New England Ropes has a new rope for lanyards. I felt a piece of it at TCI. It's light weight but stiff like a steel core.

I already posted a description of the DEDA lanyard, double ended double adjusting, on the site. Do a search and I'm sure you'll find it.

The lanyard is made from 3/8" static line and I use double fiherman's hitches to tie the aluminum snaps. 

Run one end of the lanyard through your d-ring and then tie on your adjusting hitch to the d. This setup allows you to use the d as a slack tender. One less piece of gear and a few more pennies to use to buy new gear!
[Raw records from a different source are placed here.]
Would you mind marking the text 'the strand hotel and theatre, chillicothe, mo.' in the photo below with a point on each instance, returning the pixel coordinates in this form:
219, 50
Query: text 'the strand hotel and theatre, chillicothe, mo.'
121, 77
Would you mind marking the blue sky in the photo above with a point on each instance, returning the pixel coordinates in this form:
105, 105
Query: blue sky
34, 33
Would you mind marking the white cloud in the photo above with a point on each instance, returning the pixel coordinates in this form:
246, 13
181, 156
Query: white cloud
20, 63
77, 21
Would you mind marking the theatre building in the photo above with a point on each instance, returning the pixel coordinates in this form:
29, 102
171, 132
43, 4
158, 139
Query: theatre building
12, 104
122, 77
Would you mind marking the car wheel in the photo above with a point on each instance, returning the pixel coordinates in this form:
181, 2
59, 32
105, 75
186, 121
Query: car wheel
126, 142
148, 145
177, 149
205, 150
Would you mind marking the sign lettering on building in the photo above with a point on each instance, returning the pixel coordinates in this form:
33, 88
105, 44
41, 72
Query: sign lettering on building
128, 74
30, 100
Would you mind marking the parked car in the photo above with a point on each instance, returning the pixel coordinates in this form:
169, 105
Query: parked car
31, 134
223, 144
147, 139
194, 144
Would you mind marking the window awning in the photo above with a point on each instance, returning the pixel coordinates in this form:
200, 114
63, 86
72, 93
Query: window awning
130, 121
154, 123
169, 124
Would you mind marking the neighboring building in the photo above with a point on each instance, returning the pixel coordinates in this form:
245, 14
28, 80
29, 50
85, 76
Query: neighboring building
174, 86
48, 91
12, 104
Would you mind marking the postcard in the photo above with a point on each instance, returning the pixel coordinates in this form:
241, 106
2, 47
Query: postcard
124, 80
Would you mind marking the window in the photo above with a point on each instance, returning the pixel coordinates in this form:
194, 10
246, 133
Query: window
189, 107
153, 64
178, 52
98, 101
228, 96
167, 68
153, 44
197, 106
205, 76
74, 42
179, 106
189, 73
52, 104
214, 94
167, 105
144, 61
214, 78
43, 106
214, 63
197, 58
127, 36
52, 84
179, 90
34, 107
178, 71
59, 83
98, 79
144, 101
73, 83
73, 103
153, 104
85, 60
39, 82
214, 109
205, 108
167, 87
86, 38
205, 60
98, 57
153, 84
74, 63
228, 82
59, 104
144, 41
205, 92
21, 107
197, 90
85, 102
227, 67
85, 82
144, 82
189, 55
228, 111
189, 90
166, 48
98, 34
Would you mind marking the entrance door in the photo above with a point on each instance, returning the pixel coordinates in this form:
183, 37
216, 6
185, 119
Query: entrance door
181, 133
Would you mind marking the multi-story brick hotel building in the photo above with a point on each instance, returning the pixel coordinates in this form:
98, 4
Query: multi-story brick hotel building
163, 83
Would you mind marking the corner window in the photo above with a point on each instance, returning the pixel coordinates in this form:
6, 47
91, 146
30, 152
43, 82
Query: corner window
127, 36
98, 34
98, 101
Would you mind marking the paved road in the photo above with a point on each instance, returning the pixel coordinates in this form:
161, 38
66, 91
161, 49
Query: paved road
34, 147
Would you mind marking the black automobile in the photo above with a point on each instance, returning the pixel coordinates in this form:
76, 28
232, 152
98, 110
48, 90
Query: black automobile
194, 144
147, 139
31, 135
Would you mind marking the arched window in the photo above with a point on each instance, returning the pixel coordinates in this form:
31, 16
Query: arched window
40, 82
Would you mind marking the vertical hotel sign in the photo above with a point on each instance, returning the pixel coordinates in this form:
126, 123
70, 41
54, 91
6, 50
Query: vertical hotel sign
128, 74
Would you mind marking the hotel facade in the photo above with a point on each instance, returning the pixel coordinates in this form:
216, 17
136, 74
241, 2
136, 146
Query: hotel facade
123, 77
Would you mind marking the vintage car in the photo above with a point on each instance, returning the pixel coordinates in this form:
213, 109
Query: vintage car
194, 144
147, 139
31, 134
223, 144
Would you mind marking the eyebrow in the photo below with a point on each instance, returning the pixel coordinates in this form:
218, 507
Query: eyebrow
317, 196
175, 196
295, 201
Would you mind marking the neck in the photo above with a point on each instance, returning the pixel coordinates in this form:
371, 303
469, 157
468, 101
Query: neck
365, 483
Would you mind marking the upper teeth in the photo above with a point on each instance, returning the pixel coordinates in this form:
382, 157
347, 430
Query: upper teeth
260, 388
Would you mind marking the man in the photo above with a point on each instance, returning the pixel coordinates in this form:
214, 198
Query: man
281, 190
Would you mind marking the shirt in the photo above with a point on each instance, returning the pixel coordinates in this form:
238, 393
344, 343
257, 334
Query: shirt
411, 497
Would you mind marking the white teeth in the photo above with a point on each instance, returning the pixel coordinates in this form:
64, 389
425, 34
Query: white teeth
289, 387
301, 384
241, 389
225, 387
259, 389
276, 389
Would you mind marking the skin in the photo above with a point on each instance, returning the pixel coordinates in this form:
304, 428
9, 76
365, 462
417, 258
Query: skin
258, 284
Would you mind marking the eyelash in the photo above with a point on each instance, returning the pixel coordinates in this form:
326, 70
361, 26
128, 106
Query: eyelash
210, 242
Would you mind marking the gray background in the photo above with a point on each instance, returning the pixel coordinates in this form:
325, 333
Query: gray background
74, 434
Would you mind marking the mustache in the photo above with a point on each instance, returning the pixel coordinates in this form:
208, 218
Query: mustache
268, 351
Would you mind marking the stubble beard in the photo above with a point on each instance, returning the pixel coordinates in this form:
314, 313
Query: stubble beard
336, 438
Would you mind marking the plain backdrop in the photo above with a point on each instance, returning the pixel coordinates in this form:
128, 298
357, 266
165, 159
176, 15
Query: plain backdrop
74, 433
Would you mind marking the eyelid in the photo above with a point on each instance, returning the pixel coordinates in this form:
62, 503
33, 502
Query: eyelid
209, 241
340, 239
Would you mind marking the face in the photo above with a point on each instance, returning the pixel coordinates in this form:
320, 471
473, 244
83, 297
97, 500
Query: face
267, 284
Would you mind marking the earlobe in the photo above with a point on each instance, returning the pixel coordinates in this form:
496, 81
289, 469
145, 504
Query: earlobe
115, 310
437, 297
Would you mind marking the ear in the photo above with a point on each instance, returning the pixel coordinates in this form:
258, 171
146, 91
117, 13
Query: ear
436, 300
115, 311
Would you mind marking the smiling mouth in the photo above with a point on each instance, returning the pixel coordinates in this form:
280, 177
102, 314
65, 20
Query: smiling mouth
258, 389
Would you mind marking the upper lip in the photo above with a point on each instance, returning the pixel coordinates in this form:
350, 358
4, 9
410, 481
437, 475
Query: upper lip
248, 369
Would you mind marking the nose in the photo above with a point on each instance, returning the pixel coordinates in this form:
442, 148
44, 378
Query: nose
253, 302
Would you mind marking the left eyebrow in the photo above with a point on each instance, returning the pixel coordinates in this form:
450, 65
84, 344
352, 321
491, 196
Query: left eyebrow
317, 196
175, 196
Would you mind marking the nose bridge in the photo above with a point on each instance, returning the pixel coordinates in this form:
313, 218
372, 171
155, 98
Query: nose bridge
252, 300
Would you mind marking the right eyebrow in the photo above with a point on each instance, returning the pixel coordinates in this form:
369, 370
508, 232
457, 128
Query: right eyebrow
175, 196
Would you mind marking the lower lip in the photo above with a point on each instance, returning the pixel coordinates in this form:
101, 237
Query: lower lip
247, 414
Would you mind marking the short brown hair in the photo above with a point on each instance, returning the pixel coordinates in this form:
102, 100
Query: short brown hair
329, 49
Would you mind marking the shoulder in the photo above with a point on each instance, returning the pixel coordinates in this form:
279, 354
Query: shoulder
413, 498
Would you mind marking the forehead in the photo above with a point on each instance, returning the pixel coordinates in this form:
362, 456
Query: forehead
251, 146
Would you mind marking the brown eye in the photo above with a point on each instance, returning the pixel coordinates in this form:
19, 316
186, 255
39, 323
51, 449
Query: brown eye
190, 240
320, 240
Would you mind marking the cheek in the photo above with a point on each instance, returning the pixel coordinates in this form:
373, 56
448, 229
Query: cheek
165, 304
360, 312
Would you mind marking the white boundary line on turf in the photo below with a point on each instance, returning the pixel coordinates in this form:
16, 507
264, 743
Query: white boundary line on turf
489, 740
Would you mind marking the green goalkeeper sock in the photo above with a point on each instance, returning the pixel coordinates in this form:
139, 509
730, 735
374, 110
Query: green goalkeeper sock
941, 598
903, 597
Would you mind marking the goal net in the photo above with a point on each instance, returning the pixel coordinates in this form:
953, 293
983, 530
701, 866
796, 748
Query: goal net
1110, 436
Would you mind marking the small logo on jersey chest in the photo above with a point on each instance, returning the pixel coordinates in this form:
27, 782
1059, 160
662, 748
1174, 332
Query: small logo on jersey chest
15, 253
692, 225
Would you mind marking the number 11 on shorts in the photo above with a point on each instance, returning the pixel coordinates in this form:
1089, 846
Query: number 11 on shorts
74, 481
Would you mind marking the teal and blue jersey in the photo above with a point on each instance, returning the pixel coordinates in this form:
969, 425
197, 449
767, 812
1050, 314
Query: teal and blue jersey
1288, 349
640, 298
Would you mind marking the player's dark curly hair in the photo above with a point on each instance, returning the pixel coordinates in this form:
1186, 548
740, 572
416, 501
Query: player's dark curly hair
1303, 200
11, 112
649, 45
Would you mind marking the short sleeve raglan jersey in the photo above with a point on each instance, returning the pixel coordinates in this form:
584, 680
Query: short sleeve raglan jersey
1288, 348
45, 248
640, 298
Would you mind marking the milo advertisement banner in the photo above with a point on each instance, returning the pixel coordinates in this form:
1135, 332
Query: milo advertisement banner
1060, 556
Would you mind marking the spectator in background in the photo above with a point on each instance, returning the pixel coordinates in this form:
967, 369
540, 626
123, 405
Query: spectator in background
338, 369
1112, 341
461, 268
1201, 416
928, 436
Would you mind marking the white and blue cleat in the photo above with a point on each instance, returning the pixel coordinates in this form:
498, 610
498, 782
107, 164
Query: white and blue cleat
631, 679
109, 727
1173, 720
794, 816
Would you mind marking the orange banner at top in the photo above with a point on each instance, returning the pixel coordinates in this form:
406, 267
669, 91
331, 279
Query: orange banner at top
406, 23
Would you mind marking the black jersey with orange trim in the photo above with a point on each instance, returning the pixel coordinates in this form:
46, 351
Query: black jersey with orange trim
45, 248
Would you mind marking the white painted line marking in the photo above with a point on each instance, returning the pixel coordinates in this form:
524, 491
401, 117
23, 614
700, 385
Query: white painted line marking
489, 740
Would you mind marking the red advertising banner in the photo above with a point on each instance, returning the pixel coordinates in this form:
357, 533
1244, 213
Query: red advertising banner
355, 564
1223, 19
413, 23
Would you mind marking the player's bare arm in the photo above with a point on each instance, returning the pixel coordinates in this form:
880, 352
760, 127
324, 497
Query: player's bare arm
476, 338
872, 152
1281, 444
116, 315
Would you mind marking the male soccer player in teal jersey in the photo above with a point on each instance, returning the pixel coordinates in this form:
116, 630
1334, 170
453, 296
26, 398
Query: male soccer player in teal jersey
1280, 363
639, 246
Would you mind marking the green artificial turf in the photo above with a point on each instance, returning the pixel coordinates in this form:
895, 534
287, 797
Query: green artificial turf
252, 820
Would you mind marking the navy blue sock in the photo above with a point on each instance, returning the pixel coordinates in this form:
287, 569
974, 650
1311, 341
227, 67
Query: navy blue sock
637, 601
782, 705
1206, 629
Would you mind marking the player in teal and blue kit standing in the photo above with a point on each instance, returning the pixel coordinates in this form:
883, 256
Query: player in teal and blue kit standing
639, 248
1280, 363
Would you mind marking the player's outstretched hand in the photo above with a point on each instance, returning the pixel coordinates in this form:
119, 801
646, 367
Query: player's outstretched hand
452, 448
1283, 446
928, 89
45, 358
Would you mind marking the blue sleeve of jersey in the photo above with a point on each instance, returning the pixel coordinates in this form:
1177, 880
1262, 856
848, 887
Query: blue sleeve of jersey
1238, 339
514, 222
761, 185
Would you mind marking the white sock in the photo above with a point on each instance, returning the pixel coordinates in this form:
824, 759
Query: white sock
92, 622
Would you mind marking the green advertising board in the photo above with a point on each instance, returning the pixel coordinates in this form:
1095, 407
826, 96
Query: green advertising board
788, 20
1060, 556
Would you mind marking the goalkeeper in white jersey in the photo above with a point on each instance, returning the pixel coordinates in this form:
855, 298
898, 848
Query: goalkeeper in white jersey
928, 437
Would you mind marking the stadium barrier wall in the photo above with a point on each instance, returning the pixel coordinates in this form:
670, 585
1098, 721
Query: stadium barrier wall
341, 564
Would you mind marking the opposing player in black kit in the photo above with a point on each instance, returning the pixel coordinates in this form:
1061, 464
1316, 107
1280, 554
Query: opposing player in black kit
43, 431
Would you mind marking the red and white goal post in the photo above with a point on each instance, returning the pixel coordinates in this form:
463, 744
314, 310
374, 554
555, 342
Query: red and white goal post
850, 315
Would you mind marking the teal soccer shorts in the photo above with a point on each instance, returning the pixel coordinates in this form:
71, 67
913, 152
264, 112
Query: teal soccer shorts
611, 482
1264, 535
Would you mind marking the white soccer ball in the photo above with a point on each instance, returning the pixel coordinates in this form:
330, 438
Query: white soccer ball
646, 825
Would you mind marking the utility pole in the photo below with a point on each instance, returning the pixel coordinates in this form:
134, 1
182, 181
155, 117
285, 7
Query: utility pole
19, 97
Last week I was at Fresco and they said that the company that makes the $14 flat aluminum snaps that are popular for lanyards is out of business. If you have a source for those snaps, buy up a few and stash them. The ones that are available to replace them are a little larger.

Tom


----------



## Dan Flinn (Nov 27, 2002)

See, that's what's so cool about reading these forums! I now realize that I am using an ancient system compared to you guys. I have two lanyards made from three strand rope with the safety snap spliced on one end and an adjustable loop with a safety snap in the loop.

One adjusts from about 2' to 5' and the other from 3' to about 6'. As I write this, I guess these work fine for me as I don't climb with spikes and mainly use the lanyards as a second point of contact or to hold me in place while limb walking.

Believe me, I am going to reread these threads and start trying new things!

Dan


----------



## Greg (Nov 27, 2002)

My lanyard is 20' with a distal tied to a william biner with micropulley attached. With the Micro attached you can't easily use it as a double ender which is kind of a bummer, because I used one previously and really liked it, however the distal/micro combo work soooo smoothly that I am commited to it. Long lanyards are the best!!!
I used to have a steel snap on one end but recently changed it to alumn, it got hung on a twig and I yanked it, it came flying at me at a couple of hundred mph and split my lip open. Nice to be literaly drinking and dripping blood at 40ft. The alum would also bust you up, but my steel clip was old, bulky and had a few hard edges that I knew were trouble. The alum does not drop as good as the steel when tossing over a limb, but no big deal.
I typically have my lanyard attached at the center of my harness, I find it much more comfy than at my side d's.

Dan, welcome, and enjoy the site, this will propel your climbing to the next level in a very short period of time. 

Greg


----------



## Tom Dunlap (Nov 27, 2002)

Dan,

Since you're climbing w/two lanyards, the step to a DEDA lanyard will be nothing. One gain is less gear and less weight.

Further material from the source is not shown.